玉沁对上慧娴夫人威胁的目光,毫不退让,直到慧娴夫人觉得扫兴,冷冷哼出一声,连灵韵夫人在旁尴尬不已都不顾,径直带了人离去。
灵韵夫人以为如今自己与其平起平坐了,没料到对方对自己竟是如此态度,大受伤害,只想着,不过是其膝下有一子,如今还死了,还这样张狂,不由心中扭曲,瞪了玉沁一眼,没有丝毫好态度,紧跟着慧娴夫人一行,也离开了玉华殿。
夏嬷嬷可算松了口气,道:“这慧娴夫人今儿是发的什么疯!”
玉沁冷冷道:“她儿子死了,自然看谁都不顺眼。”
夏嬷嬷咂摸咂摸,不由说道:“慧娴夫人以前可不是这个样子,不过,那时候这宫里就嘉德皇子一个,由着她去骄傲自矜也无过,可如今,小皇子殁了,西苑行宫养着的三个皇子又被陛下厌弃,熙荣夫人那一胎也没了……”
说着,她把目光投注到玉沁腹部,惹得后者也是叹气:“唉,树大招风,也不知她这样一闹,能闹成个什么样子。”
韩玉蓉那里听着了风声,派人来接了玉沁过去,见了她,也是一阵安抚,不过,脸上的笑意如何都遮掩不住——是啊,夏嬷嬷说的对,如今宫中有孕的,可就剩下玉沁一个了,可不是个宝贝么?
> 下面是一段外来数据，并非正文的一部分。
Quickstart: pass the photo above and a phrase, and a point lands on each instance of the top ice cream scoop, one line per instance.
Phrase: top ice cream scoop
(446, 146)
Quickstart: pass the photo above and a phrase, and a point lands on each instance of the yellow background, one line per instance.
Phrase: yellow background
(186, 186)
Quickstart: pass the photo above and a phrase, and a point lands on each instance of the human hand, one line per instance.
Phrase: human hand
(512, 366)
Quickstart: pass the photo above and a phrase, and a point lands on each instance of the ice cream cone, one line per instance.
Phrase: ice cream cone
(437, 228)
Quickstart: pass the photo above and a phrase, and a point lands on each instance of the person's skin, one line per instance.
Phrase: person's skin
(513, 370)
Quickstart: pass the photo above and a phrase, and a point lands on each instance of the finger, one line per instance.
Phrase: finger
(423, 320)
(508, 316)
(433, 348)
“妹妹只是不明白,既然有三位皇子,为何不养在宫中,西苑行宫近些年来虽已经修葺,可是,到底离宫太远,起居之物也供给不上,皇子们又都不大点儿年纪,若有奴才怠慢,可不是叫天天不应,叫地地不灵?”
韩玉蓉瞥嘴道:“那又如何,谁叫他们生母不显,又是些没福气的。”
玉沁对三个小皇子的事儿,也算有所耳闻,只听说,是身份卑微的宫婢产子。
只是玉沁也常常会疑惑,既然看不起其生母的态度,为何要临幸?产子后,皇子生母依旧被厌弃,为何还有了后头另外二位皇子呢?
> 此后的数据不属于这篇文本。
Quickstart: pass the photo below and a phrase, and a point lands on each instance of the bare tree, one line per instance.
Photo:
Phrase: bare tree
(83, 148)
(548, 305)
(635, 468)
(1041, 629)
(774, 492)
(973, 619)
只是这些事儿大家都没放在心上,玉沁问了几次,便也不问了,有些问题还是压在心中的好。
说着话,韩玉蓉叫人拿进来张图纸,与玉沁道:“本打算叫你回来灵犀宫住着的,可瞧皇上对你的心思,赐住了长信宫,如此,本宫也不好拦着,毕竟单独一处殿宇,总比偏居偏殿好些。”
玉沁忙道:“其实,现在的玉华殿也是很好的。”
韩玉蓉只不屑道:“有她顾雅兰的地方也叫好?听说今儿慧娴夫人冲过去找你麻烦,她连拦着都没拦着?”
玉沁苦笑:“最后还是来了的。”
“嗤,做样子的事,谁不会。慧娴倒也很剐了她面子,倒是叫本宫解气的很——下九流的东西,就会使些不入流的手段,没看见如今皇上也不喜她了?!”
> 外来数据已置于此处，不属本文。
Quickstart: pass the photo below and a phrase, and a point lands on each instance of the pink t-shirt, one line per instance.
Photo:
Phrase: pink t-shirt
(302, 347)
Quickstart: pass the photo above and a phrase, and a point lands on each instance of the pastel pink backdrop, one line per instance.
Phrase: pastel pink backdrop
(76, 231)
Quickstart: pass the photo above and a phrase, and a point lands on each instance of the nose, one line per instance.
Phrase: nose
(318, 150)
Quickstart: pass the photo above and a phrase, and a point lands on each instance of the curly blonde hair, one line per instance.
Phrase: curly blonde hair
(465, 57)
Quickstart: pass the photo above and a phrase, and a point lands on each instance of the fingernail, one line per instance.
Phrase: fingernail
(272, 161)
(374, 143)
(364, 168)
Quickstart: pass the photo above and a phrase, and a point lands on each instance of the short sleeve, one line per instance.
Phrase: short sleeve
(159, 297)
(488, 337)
玉沁张张嘴,很奇怪韩玉蓉的反应,不过还是说道:“陛下素来对灵韵夫人不甚上心的,如今册封,大抵是看在顾相爷的面子上。”
韩玉蓉再是不甘心,也不好说政事,瘪了嘴,最后道:“你也别怪慧娴,她不容易,这些年来好容易保住个儿子吧,还死的这样蹊跷。”